Technical faults aside, the story moved along at a fairly brisk pace, considering they are supposed to be searching for target vessels while acting like a couple out for a day of fishing. Other than a few possibly sincere cautionary remarks from Diana, readers got to read more snide remarks between the two investigators. Some might call this a kind of combative flirting, as if this was a 1930’s rom-com; however, if this was combative flirting it was certainly only coming from Diana.
Speaking of old times, Jules Rivera could do a lot worse than consult adventure comic strips of the 1930s and 1940s (when they were in their prime) and study how they put together dramatic storylines. Terry and the Pirates, Capt. Easy, Little Orphan Annie, and even Dick Tracy still have a lot to offer. But I get Rivera’s conundrum: How to update a male-dominated adventure strip to be more in line with modern concerns about equality, sexism, and stereotypes.
Anyway, I’m looking forward to this week’s dailies to see how Mark’s underwater research goes, and whether he drops Diana’s supposedly expensive camera. Let’s hope so.
It’s Frog Sunday, with one of Rivera’s more inventive title panels. I like how the toad sits up to represent a capital ‘A’, while the frog sits lower, imitating the lower case ‘a’. I think it’s a clever panel. And her drawings of these amphibians is also very good.

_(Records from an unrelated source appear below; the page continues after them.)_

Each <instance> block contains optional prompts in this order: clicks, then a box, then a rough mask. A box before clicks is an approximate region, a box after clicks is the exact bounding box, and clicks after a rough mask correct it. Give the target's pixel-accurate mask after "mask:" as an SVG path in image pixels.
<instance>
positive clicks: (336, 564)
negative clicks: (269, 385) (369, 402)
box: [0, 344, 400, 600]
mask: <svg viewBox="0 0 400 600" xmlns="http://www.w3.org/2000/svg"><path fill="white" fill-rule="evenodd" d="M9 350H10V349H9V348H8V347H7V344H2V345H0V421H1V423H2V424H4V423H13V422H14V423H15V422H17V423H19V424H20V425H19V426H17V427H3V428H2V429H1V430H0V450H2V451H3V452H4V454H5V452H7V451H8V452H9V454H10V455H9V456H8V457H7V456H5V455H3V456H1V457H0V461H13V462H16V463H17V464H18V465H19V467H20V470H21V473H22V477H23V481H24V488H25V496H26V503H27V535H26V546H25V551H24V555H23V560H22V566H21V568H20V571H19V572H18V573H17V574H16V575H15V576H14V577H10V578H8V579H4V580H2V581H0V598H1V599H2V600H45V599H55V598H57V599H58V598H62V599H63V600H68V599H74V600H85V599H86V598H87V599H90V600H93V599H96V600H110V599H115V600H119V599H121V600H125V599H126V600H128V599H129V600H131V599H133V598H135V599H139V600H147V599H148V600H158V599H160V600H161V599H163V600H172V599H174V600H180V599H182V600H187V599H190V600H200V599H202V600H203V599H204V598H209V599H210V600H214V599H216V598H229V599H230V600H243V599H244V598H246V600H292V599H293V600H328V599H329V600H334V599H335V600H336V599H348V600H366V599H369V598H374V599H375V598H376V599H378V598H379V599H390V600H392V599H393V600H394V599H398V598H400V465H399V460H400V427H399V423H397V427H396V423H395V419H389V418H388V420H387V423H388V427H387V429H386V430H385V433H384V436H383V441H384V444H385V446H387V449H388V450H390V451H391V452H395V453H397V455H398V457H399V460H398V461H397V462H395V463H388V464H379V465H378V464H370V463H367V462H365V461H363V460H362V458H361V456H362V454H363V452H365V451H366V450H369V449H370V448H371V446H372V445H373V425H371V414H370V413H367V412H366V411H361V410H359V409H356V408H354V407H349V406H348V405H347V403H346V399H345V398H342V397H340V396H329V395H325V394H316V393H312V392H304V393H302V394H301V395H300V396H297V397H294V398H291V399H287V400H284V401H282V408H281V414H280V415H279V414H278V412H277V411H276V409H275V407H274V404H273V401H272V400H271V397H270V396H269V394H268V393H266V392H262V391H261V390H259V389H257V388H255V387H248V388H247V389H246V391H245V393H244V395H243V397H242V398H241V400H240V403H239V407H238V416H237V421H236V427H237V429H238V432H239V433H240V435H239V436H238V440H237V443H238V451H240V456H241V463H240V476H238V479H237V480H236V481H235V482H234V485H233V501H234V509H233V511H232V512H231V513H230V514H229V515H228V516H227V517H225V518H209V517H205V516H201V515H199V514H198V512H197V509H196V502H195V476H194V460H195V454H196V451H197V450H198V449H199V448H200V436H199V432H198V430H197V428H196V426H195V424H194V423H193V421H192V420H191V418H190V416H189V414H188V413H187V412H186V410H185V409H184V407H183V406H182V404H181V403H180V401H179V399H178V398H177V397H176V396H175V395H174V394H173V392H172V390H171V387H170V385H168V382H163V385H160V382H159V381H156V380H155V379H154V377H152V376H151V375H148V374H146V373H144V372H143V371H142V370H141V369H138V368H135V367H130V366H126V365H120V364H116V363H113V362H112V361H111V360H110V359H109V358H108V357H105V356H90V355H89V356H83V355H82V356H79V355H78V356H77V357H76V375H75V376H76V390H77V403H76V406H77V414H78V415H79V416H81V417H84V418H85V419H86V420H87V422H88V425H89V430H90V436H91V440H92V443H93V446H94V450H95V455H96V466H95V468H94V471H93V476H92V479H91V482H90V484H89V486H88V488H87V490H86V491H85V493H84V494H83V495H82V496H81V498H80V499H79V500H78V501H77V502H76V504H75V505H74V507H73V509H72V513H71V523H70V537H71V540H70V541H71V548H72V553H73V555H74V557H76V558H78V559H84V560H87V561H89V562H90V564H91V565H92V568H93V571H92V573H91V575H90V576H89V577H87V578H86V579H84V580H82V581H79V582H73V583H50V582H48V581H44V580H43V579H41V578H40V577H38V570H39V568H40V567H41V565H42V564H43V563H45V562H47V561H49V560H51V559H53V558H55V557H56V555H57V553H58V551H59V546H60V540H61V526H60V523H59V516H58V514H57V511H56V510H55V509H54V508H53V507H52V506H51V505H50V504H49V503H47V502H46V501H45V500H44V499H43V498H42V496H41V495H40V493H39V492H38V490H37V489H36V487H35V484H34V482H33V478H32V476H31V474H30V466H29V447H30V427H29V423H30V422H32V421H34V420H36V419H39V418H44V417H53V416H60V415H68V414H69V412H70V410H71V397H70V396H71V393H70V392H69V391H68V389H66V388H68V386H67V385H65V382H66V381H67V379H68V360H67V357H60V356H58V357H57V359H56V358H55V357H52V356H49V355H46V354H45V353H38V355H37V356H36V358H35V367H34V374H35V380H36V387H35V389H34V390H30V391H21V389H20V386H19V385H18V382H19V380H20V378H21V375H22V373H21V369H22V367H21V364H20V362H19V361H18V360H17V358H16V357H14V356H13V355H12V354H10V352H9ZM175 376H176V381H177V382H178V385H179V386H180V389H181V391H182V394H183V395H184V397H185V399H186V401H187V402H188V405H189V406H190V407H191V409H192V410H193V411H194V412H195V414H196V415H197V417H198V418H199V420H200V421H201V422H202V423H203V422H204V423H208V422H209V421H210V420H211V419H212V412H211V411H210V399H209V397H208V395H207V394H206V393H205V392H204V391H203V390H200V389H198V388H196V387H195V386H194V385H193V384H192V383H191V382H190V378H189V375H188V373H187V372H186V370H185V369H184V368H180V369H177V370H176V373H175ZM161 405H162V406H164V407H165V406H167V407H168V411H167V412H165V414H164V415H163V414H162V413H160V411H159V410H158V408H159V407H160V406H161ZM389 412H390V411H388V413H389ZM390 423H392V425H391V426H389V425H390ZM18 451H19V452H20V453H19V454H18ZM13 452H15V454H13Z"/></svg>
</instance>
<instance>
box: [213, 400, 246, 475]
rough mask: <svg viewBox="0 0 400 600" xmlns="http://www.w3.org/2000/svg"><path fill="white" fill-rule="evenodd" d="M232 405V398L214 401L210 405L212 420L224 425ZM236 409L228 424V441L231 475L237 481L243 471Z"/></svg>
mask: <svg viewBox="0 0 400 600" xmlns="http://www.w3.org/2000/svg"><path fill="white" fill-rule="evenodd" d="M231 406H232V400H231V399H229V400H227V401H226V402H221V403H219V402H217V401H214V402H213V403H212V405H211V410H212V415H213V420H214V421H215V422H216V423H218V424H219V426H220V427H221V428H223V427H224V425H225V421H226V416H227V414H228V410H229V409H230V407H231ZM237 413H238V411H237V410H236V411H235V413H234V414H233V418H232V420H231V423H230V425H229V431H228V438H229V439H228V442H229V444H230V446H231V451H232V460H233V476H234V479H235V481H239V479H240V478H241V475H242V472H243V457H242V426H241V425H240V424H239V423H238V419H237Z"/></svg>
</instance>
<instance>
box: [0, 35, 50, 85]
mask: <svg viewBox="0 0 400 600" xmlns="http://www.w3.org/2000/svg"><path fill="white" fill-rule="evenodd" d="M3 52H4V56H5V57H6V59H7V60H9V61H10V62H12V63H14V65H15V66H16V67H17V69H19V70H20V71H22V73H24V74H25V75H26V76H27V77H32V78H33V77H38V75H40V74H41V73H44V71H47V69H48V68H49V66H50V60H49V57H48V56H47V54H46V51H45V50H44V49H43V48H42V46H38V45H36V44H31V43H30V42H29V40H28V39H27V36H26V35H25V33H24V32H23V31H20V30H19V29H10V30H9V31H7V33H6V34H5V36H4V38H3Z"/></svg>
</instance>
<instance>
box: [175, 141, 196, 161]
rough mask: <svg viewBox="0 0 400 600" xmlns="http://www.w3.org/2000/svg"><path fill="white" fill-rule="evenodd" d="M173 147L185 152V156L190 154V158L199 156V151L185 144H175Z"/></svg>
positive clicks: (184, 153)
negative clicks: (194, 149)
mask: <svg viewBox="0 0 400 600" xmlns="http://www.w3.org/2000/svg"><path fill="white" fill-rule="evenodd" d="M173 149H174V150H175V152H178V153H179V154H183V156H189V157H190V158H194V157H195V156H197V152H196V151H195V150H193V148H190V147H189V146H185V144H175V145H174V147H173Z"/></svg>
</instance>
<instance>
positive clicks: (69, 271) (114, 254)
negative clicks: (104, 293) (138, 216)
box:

Several scribblers on Comics Kingdom have pointed out that Rivera’s terminology (or understanding) is incorrect. At first blush, this appears to be correct. If you looked online at various scientific sites, it appears that frogs and toads are different Families of the same higher-level Order, Anura. Then again, it depends. Note the following description, variants of which can be found on several scientifically-oriented sites:
Let’s dive into their similarities and differences, starting with this fun but confusing fact: All toads are frogs, but not all frogs are toads, according to Penn State University. Basically, toad is a classification of frog. And here’s another fun fact: There’s no scientific distinction between a toad and a frog, according to the University of Michigan’s Animal Diversity Web.
“Frog” and “Toad” are not scientific names or labels, but informal and inexact ways we describe these creatures, based on their looks. It gets complicated, as even the differences in skin are not always a clear distinction. So, Rivera’s Venn diagram is as accurate a statement as any for our inexact labels. As for another non-scientific approach, I recommend the charming Frog and Toad stories of Arthur Lobel.
Rivera’s last point about the frog and toad’s greatest commonality is argumentative. Is their sensitivity to pollution really that important? If so, how is it observed and how can we benefit from that knowledge? I think that would have been more interesting for Rivera to illustrate. Personally, I think their consumption of pesky insects rates pretty high on the human benefits scale.